The image of the old photograph was replaced by a live shot of the sea of players, honorary captains, officials and cameramen at midfield of University of Phoenix Stadium. That first game failed to sell out. In the days after the NFC and AFC title games two weeks ago it was reported that a Seahawks or Patriots fan desperate to see the game live might find a “bargain” deal of an end zone seat in the stadium’s highest reaches for around $2,000 on the ticket resale market; travel and lodging definitely not included.

Amid the hoopla and the hype it’s easy to forget all of the things that made this such a tough year for Goodell and the NFL. America’s premier sports league is a $10 billion enterprise. With the full support of all 32 owners the Commissioner has set a goal of increasing that to a whopping $25 billion over the next decade and a half. But the ridiculously rich men who have grown richer still off the public’s love of football would be foolish to think that the NFL’s steadily rising revenues are automatically destined to grow forever.

This year the NFL’s image was tarnished by a report that condemned an atmosphere that fostered rampant bullying in the Miami Dolphins locker room. That paled next to the firestorm around the league’s personal conduct policy. While former Baltimore Ravens running back Ray Rice became the poster boy for that issue, at times during the season it seemed like not a week could go by without some player on some team being arrested on charges of domestic abuse. For its part, the NFL Players Association has fought the new policy, arguing that any changes should have been collectively bargained. The NFLPA is obligated to protect the interests of its members. But Executive Director DeMaurice Smith walks a delicate line in which he must avoid any appearance of shielding serial abusers.

At once a fundamental part of football’s visceral appeal while also the greatest long-term threat to the NFL’s continued popularity and financial success is the game’s violence. The league agreed to a $765 million settlement of a class action lawsuit brought by former players who argued they had been neither insufficiently informed of nor protected against the long-term impact of repeated concussions. The good news is that the number of concussions declined this year. The bad news is that they still occur on a regular basis, and there are any number of active players who sadly stand a frightening chance of living disabled and foreshortened lives because of their willingness to be modern-day gladiators. Saturday night’s announcement that Junior Seau was among this year’s Hall of Fame inductees only served to remind. The great linebacker committed suicide three years ago. After his death an examination of his brain showed evidence of CTE, a progressive degenerative condition common in individuals with repeated head injury.

For all of the NFL’s phenomenal success and popularity, its future is anything but certain.

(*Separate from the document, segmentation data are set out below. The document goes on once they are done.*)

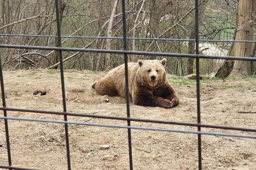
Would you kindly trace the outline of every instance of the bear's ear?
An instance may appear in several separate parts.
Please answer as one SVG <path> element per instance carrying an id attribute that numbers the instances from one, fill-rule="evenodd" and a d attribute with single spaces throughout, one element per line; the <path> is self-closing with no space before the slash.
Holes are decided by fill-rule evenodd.
<path id="1" fill-rule="evenodd" d="M 139 63 L 139 65 L 140 66 L 140 67 L 141 67 L 141 66 L 143 65 L 143 61 L 142 61 L 140 59 L 139 59 L 138 61 L 138 63 Z"/>
<path id="2" fill-rule="evenodd" d="M 160 61 L 160 63 L 162 64 L 162 65 L 163 65 L 163 66 L 165 66 L 165 63 L 166 63 L 166 59 L 164 58 Z"/>

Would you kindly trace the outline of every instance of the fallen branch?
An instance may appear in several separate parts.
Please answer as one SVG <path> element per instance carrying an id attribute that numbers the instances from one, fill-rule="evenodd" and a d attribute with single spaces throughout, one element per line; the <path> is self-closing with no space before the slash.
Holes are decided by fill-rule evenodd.
<path id="1" fill-rule="evenodd" d="M 246 112 L 245 111 L 238 111 L 238 112 L 239 113 L 256 113 L 256 112 Z"/>
<path id="2" fill-rule="evenodd" d="M 23 22 L 26 21 L 27 21 L 36 19 L 40 17 L 40 15 L 45 12 L 45 11 L 44 11 L 42 12 L 41 12 L 40 13 L 39 13 L 36 16 L 33 16 L 33 17 L 31 17 L 31 18 L 26 18 L 25 19 L 22 19 L 21 20 L 19 20 L 19 21 L 17 21 L 15 22 L 12 22 L 12 23 L 11 23 L 10 24 L 8 24 L 4 26 L 2 26 L 2 27 L 0 27 L 0 30 L 3 29 L 5 28 L 6 28 L 7 27 L 10 27 L 10 26 L 13 26 L 14 25 L 16 25 L 16 24 L 19 24 L 19 23 L 21 23 L 21 22 Z"/>
<path id="3" fill-rule="evenodd" d="M 18 56 L 21 57 L 27 55 L 38 55 L 39 56 L 42 56 L 43 58 L 46 58 L 51 64 L 52 65 L 53 64 L 52 64 L 52 62 L 50 60 L 50 59 L 49 59 L 49 58 L 46 57 L 45 55 L 43 55 L 41 53 L 35 53 L 35 52 L 27 53 L 22 54 L 21 55 L 15 55 L 13 56 L 14 58 L 12 59 L 11 60 L 13 60 L 13 59 L 15 59 L 15 58 L 16 58 L 16 57 L 18 57 Z"/>

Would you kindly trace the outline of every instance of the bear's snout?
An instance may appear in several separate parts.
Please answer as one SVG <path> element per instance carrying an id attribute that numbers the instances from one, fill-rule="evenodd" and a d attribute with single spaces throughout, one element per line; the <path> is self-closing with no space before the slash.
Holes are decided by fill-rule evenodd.
<path id="1" fill-rule="evenodd" d="M 155 80 L 156 79 L 156 78 L 157 78 L 155 75 L 152 75 L 151 76 L 151 80 Z"/>
<path id="2" fill-rule="evenodd" d="M 153 84 L 155 84 L 157 82 L 156 81 L 156 78 L 157 77 L 155 76 L 155 75 L 151 75 L 150 76 L 150 79 L 151 79 L 151 80 L 150 80 L 150 82 Z"/>

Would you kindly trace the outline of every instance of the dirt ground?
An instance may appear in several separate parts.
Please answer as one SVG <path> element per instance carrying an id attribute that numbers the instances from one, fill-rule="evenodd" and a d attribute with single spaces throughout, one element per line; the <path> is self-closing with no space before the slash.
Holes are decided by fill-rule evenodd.
<path id="1" fill-rule="evenodd" d="M 65 82 L 67 111 L 125 117 L 125 100 L 97 95 L 91 85 L 105 72 L 68 70 Z M 60 74 L 44 70 L 4 71 L 7 106 L 63 111 Z M 165 109 L 131 104 L 132 117 L 197 122 L 195 81 L 168 75 L 180 104 Z M 201 121 L 256 128 L 256 78 L 203 80 L 201 82 Z M 33 93 L 46 91 L 45 95 Z M 106 99 L 108 99 L 108 102 Z M 2 106 L 2 101 L 1 105 Z M 63 120 L 63 116 L 8 111 L 8 116 Z M 2 115 L 3 115 L 2 114 Z M 88 117 L 68 116 L 82 122 Z M 88 123 L 118 125 L 125 121 L 92 119 Z M 196 130 L 188 126 L 132 122 L 132 126 Z M 8 120 L 13 165 L 47 170 L 67 169 L 64 125 L 52 123 Z M 125 129 L 69 125 L 72 168 L 74 170 L 129 169 L 127 132 Z M 256 135 L 255 133 L 202 128 L 202 131 Z M 255 170 L 256 140 L 221 136 L 202 136 L 204 170 Z M 195 134 L 132 130 L 134 170 L 198 169 L 197 136 Z M 0 120 L 0 165 L 8 164 L 4 121 Z M 101 145 L 109 145 L 100 149 Z M 114 160 L 106 159 L 112 155 Z"/>

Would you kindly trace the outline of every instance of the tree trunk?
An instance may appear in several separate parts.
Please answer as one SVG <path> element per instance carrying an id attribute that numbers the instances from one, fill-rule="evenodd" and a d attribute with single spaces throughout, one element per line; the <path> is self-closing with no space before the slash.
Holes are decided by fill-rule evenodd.
<path id="1" fill-rule="evenodd" d="M 200 6 L 199 6 L 199 22 L 201 22 L 201 18 L 204 14 L 204 11 L 206 8 L 206 5 L 208 2 L 208 0 L 205 0 L 203 2 L 201 2 L 200 3 Z M 191 26 L 192 28 L 195 28 L 196 26 Z M 196 39 L 196 29 L 192 29 L 189 35 L 189 39 Z M 189 41 L 188 42 L 188 51 L 189 54 L 194 54 L 196 51 L 195 45 L 196 42 L 194 41 Z M 187 69 L 188 70 L 188 74 L 193 74 L 193 69 L 194 68 L 194 58 L 188 58 L 188 64 L 187 65 Z"/>
<path id="2" fill-rule="evenodd" d="M 59 0 L 59 4 L 60 7 L 60 27 L 61 27 L 61 24 L 62 21 L 62 18 L 63 18 L 63 12 L 64 10 L 66 7 L 66 4 L 63 3 L 62 0 Z M 57 33 L 55 35 L 56 36 L 58 35 Z M 58 43 L 58 38 L 55 38 L 55 47 L 59 47 L 59 43 Z M 54 51 L 54 64 L 55 64 L 59 63 L 59 53 L 57 51 Z M 56 66 L 53 68 L 54 69 L 58 69 L 58 66 Z"/>
<path id="3" fill-rule="evenodd" d="M 114 20 L 114 17 L 115 16 L 115 13 L 116 13 L 116 6 L 117 5 L 117 3 L 118 0 L 115 0 L 114 5 L 113 6 L 113 9 L 112 10 L 112 12 L 111 13 L 110 18 L 109 18 L 109 22 L 108 23 L 108 26 L 107 29 L 106 35 L 108 37 L 110 37 L 111 36 L 111 32 L 112 29 L 112 25 L 113 24 L 113 21 Z M 107 39 L 106 40 L 106 50 L 110 50 L 110 42 L 111 41 L 111 39 Z M 106 62 L 105 63 L 105 70 L 108 71 L 110 67 L 110 54 L 107 53 L 106 54 Z"/>
<path id="4" fill-rule="evenodd" d="M 192 29 L 191 31 L 189 39 L 194 39 L 196 36 L 196 30 L 194 29 Z M 194 41 L 189 42 L 188 51 L 189 54 L 195 54 L 195 52 L 196 51 L 196 50 L 195 49 L 195 44 L 196 42 Z M 193 74 L 194 59 L 194 58 L 188 58 L 188 64 L 187 65 L 188 75 Z"/>
<path id="5" fill-rule="evenodd" d="M 236 35 L 235 40 L 253 40 L 256 0 L 239 0 L 237 5 Z M 235 56 L 251 56 L 253 43 L 236 42 L 234 45 Z M 229 77 L 242 77 L 251 74 L 251 62 L 235 61 Z"/>

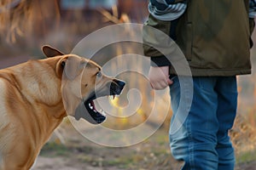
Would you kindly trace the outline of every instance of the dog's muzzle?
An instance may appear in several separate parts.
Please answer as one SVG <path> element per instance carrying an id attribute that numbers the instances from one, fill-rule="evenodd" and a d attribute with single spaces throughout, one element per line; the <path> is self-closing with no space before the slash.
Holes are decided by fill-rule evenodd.
<path id="1" fill-rule="evenodd" d="M 84 118 L 92 124 L 99 124 L 106 120 L 106 114 L 103 110 L 98 111 L 96 109 L 94 99 L 103 96 L 115 96 L 122 93 L 125 82 L 120 80 L 113 79 L 104 91 L 99 89 L 99 93 L 92 93 L 89 99 L 80 103 L 75 111 L 76 120 Z"/>

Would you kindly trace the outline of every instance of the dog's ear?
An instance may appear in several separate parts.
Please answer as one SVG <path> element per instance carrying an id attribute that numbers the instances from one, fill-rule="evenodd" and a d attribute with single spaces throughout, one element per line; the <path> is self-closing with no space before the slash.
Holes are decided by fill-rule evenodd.
<path id="1" fill-rule="evenodd" d="M 57 55 L 64 55 L 63 53 L 60 52 L 59 50 L 49 46 L 49 45 L 44 45 L 42 47 L 42 51 L 45 54 L 46 57 L 55 57 Z"/>

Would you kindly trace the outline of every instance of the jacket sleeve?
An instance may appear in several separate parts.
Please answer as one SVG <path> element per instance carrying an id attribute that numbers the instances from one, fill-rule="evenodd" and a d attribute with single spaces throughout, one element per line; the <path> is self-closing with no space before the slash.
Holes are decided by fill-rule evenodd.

Of course on Sunday in Glendale, that was the farthest thing from anyone’s mind. Seattle rallied from touchdown deficits twice in the first half, including an 80-yard drive in the final half-minute. The Seahawks took the lead with a field goal on their opening drive of the second half, and then scored again on their next possession.

But just as Wilson and Seattle looked in control, Brady and the Patriots rallied late.  The Patriots took the lead with just over 2 minutes remaining, but Wilson seemed poised to lead the decisive final drive.  That was until New England’s rookie cornerback Malcolm Butler intercepted a Wilson pass at the goal line with less than 20 seconds remaining, cementing the 4th Super Bowl for Tom Brady, Bill Belichick and the New England Patriots.

As exciting as the game was, once the confetti is cleaned up, and before the interminable buildup to Super Bowl 50 gets underway (next year’s official logo eschews roman numerals, apparently “L” wasn’t sufficiently imposing), Goodell, the owners, the NFLPA and everyone else with a stake in the league’s success would do well to resume that soul-searching; and consider how best to address problems instead of hoping they just go away. Otherwise in time it will not just be the footballs, but the NFL itself that starts to deflate.